New rules went into effect last month that are aimed at regulating breeders, making them more humane.
But some breeders don't want to be regulated.
Lawmakers are working to water-down or do-away with the rules altogether.
The puppy mill debate rages on at the State Capitol.
Two pieces of legislation have been introduced that would change the bill that passed last year... the Commercial Pet Breeders Act. Supporters say it's fine the way it is.
Shelli Holland-Handy with OK Alliance for Animals said, "This is not a situation where animal welfare people want to shut all breeders down. We are talking about substandard breeding. And our state is known for that."
One of the new bills would put the regulation under a different department, the Department of Agriculture and to exempt sport and working dogs from the rules.

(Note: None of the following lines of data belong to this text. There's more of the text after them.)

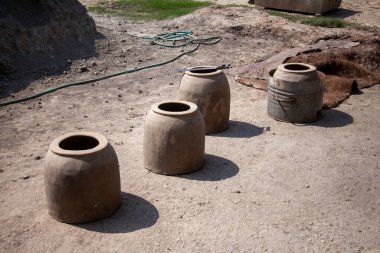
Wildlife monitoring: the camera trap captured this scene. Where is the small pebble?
[79,66,88,73]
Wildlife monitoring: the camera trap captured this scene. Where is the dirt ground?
[0,1,380,252]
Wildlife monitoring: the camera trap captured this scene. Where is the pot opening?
[190,68,216,74]
[158,102,190,112]
[59,135,99,150]
[268,69,277,77]
[284,63,310,71]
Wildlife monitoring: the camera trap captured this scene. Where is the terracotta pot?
[144,101,205,175]
[45,132,121,223]
[268,63,323,123]
[179,67,231,134]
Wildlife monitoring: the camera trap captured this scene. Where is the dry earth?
[0,1,380,252]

Companion animals are not livestock. That particular act has no business being under the department of Agriculture. The Vet Board is much better suited to govern the board because they already do investigations.
Advocates say the Commercial Pet Breeders Act rules ensure animals in breeding operations are given the most basic care by U-S-D-A guidleines. Food, water, veterinary care... and clean living conditions.
Ruth Steinberger, Legislative Chair for OK Human Federation said, "They've made it to where it is absolutely so basic that no Oklahoman would want to see their own pet live like this."
If you are a reputable breeder doing the right things for your animals, there is no reason why you couldn't comply with these standards.
Senate Bill 637 aims to disapprove of the rules all together... putting Oklahoma back at square one.
Holland-Handy said, "We really need to put politics aside and get Oklahoma on a top ten list better than top 10 puppy mill producing state in the nation."